Why wouldn’t the author give Katie some redeeming feature, some softness? At least, make her competent, if nothing else, so that even a little of her bluster is justified. But no, Katie is the way she is, and it is actually hard not to root for the villain to annihilate her. Seriously, when the villain actually hits her, I give a small cheer and am so disappointed when the hero stops the next blow from coming.
The weirdest thing in all of this is that the author knows what a waste of everything Katie is. At the “romantic climax” before the epilogue, Katie points out that she has given Conrad very little (no, try: zero) reason to love her, but she is so grateful that he did, and now she’d like him to shag her, thanks. What is the point of all that nonsense, then? Am I supposed to be cheered by the fact that the heroine gets rewarded in the end and marries her true love just because she’s the designated heroine? Katie never earns any of the happy ending, and you know there is a big, big problem when my idea of a happy ending to this story is the heroine being beaten to death by the villain while I cheer that scumbag on. And that scumbag is absolutely vile, mind you! That’s how much of a turd the heroine is.
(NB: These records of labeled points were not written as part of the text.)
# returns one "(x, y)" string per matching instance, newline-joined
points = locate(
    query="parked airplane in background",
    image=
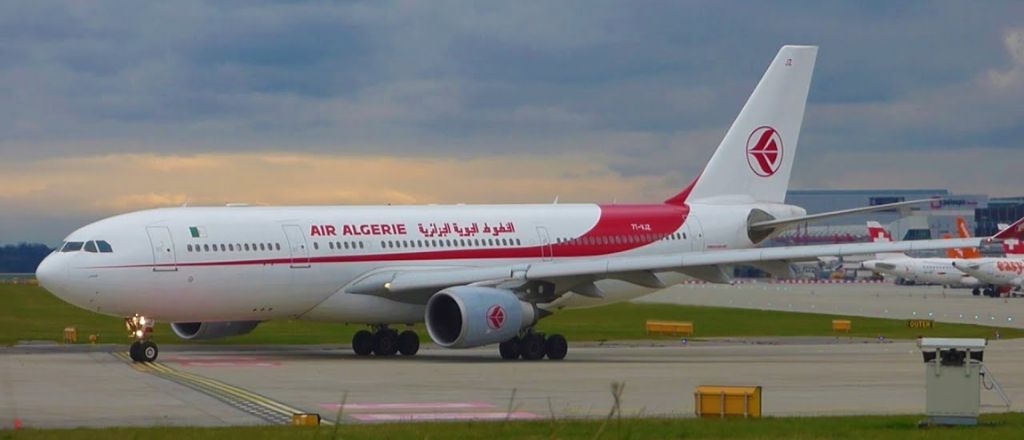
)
(474, 274)
(997, 274)
(923, 270)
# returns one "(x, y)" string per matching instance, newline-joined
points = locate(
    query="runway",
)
(52, 387)
(875, 300)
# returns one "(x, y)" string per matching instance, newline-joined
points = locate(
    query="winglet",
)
(681, 198)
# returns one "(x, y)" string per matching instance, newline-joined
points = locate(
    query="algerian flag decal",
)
(197, 231)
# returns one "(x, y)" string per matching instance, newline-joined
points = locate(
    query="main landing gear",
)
(385, 342)
(142, 350)
(534, 346)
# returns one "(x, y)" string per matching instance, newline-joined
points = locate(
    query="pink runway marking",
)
(408, 405)
(433, 416)
(222, 361)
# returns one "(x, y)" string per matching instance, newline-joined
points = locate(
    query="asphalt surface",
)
(52, 386)
(47, 388)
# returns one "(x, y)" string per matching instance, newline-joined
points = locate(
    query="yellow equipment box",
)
(71, 336)
(842, 325)
(305, 420)
(670, 327)
(715, 401)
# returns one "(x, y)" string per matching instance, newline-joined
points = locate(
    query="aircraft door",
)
(164, 259)
(694, 233)
(546, 252)
(297, 247)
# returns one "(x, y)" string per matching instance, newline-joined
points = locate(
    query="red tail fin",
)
(878, 233)
(966, 233)
(953, 253)
(1013, 247)
(1013, 231)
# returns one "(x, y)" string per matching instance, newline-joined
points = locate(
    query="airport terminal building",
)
(931, 220)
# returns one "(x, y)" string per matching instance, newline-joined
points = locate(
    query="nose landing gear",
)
(142, 350)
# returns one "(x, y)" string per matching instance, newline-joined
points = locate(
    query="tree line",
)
(22, 258)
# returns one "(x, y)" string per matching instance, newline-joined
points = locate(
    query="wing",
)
(550, 279)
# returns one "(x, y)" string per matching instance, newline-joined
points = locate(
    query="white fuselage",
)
(995, 271)
(925, 270)
(260, 263)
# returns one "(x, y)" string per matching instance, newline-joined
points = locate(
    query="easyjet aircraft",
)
(474, 274)
(1000, 274)
(926, 270)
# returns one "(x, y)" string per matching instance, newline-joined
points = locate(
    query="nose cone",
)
(51, 273)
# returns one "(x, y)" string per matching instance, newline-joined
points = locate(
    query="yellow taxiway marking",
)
(213, 387)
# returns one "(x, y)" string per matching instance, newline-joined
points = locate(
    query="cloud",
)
(174, 88)
(124, 182)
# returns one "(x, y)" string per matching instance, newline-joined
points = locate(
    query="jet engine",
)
(467, 316)
(208, 331)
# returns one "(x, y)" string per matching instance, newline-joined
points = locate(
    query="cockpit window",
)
(72, 247)
(103, 247)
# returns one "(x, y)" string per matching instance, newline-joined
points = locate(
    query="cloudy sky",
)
(111, 106)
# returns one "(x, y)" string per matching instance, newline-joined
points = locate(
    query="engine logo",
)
(764, 150)
(496, 316)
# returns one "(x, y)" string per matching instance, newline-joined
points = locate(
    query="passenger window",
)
(73, 247)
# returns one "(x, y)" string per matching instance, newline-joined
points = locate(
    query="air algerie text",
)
(358, 229)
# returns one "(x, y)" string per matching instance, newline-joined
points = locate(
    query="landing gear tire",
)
(386, 342)
(556, 347)
(531, 347)
(409, 343)
(363, 343)
(143, 351)
(509, 349)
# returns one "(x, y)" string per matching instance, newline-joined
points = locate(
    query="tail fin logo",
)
(764, 151)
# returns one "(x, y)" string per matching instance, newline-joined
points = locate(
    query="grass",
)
(30, 312)
(1005, 426)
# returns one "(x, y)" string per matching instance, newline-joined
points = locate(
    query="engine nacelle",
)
(467, 316)
(207, 331)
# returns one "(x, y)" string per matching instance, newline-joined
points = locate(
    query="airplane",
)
(475, 275)
(923, 270)
(998, 274)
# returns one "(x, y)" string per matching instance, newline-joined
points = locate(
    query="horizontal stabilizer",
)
(788, 222)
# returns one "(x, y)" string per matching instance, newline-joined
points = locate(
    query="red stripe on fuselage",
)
(620, 228)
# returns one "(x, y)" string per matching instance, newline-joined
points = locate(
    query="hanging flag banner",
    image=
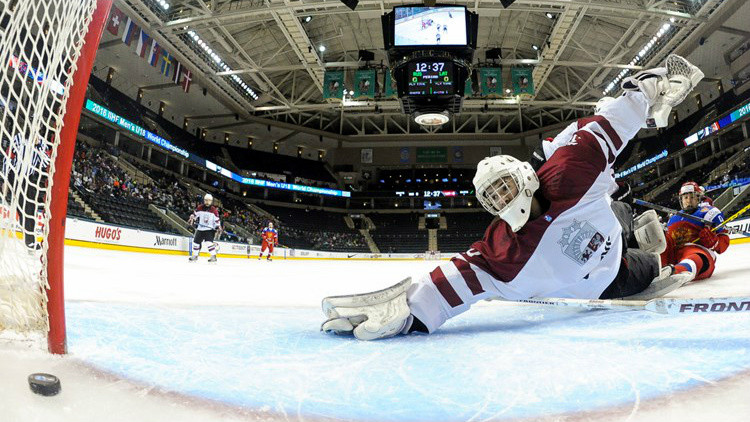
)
(491, 81)
(116, 17)
(131, 30)
(390, 87)
(166, 63)
(458, 154)
(364, 84)
(144, 44)
(154, 54)
(523, 83)
(468, 91)
(404, 155)
(333, 85)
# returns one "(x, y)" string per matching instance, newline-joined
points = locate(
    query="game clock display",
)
(430, 78)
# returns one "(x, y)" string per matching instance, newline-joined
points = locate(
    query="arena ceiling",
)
(273, 47)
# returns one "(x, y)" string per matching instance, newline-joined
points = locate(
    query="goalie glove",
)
(664, 88)
(369, 316)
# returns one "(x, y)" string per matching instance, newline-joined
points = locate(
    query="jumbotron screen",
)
(430, 26)
(430, 77)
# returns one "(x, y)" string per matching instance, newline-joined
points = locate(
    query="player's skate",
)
(664, 87)
(666, 282)
(369, 316)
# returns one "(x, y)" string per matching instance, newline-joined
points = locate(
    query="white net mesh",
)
(432, 256)
(40, 42)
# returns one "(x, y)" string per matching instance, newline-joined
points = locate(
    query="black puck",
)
(44, 384)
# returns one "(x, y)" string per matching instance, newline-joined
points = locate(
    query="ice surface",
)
(243, 335)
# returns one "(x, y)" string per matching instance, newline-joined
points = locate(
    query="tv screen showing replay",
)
(430, 26)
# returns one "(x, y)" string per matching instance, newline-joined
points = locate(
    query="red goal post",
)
(37, 33)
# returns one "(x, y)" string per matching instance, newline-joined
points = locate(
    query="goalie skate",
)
(369, 316)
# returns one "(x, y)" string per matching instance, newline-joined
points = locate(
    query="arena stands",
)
(398, 233)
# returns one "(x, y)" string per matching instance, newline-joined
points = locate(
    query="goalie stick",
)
(667, 306)
(668, 210)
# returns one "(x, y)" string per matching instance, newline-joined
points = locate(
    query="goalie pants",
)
(469, 285)
(204, 236)
(637, 268)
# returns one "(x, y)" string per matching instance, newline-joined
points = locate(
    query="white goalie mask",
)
(505, 187)
(664, 88)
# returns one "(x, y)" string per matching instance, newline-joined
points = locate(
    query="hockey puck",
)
(44, 384)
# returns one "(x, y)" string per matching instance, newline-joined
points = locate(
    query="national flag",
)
(186, 80)
(130, 30)
(166, 63)
(177, 76)
(115, 18)
(154, 54)
(144, 42)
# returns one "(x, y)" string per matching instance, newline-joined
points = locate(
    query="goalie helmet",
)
(505, 187)
(664, 88)
(602, 101)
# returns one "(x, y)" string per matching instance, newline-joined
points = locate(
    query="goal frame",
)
(56, 337)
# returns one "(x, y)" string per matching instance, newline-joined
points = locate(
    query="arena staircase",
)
(172, 219)
(89, 211)
(370, 242)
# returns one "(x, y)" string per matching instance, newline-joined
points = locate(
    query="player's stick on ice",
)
(730, 219)
(668, 306)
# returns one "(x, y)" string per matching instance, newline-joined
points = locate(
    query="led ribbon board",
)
(131, 127)
(719, 124)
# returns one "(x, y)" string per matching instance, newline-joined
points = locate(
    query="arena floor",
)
(155, 338)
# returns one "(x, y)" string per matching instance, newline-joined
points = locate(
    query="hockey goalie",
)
(558, 232)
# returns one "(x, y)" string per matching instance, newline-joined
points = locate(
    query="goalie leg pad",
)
(649, 233)
(369, 316)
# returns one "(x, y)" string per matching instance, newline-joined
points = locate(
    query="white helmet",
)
(502, 176)
(602, 101)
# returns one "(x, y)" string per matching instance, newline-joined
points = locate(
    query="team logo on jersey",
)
(580, 241)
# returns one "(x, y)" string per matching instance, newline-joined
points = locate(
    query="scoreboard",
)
(431, 77)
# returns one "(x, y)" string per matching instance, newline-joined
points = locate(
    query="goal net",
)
(432, 256)
(46, 53)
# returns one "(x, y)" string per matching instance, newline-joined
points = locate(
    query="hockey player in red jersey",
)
(209, 226)
(683, 251)
(270, 238)
(558, 232)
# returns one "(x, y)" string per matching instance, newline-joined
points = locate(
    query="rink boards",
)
(109, 236)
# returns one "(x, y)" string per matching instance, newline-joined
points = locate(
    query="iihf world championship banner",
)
(523, 82)
(333, 85)
(491, 81)
(364, 84)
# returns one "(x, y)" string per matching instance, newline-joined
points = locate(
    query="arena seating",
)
(398, 233)
(463, 230)
(316, 229)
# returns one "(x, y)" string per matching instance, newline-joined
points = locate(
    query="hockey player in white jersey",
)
(209, 226)
(558, 232)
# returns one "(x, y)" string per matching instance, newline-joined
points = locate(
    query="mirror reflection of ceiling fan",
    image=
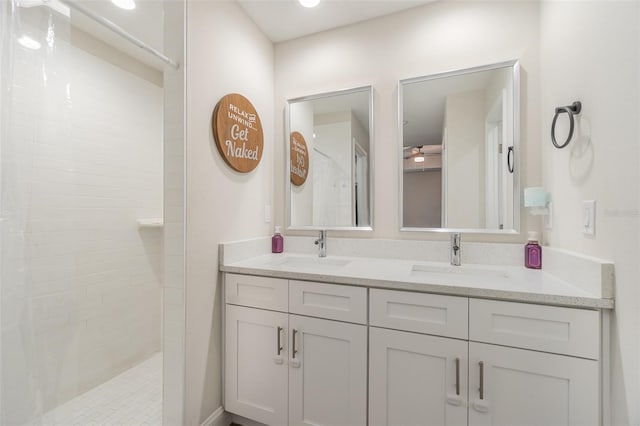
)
(419, 152)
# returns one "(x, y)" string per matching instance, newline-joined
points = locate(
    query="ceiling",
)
(282, 20)
(145, 23)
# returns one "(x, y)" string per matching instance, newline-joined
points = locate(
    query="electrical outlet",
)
(267, 213)
(589, 217)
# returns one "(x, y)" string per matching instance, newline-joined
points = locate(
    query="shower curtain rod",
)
(121, 32)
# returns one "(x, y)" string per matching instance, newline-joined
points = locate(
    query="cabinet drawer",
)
(332, 301)
(257, 292)
(566, 331)
(421, 313)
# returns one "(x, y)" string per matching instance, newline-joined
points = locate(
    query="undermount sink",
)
(318, 263)
(485, 272)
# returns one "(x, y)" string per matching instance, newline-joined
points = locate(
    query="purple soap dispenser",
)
(533, 252)
(277, 242)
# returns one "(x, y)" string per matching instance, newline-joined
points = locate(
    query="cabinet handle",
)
(279, 342)
(294, 351)
(481, 365)
(457, 376)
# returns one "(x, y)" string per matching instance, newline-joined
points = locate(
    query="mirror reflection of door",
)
(361, 183)
(469, 115)
(337, 128)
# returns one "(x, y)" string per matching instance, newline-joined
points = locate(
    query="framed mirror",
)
(329, 160)
(459, 156)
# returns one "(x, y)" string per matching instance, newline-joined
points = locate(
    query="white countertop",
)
(512, 283)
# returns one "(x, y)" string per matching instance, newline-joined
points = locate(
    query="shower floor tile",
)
(133, 398)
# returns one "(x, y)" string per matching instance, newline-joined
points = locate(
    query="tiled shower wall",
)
(96, 276)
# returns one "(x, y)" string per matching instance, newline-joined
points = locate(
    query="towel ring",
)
(571, 110)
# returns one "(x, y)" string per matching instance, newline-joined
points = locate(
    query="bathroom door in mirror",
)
(459, 134)
(337, 128)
At the end of the day, I kind of get what the author is trying to do with the hero, and I can appreciate that. But I have no idea what she is thinking when it comes to the heroine. As much as I’d like to give this book a better score, I can’t bring myself to without feeling like I’d vomit out everything I’ve eaten in the last three days. The heroine is such an overwhelmingly toxic presence that she negates everything good about this story.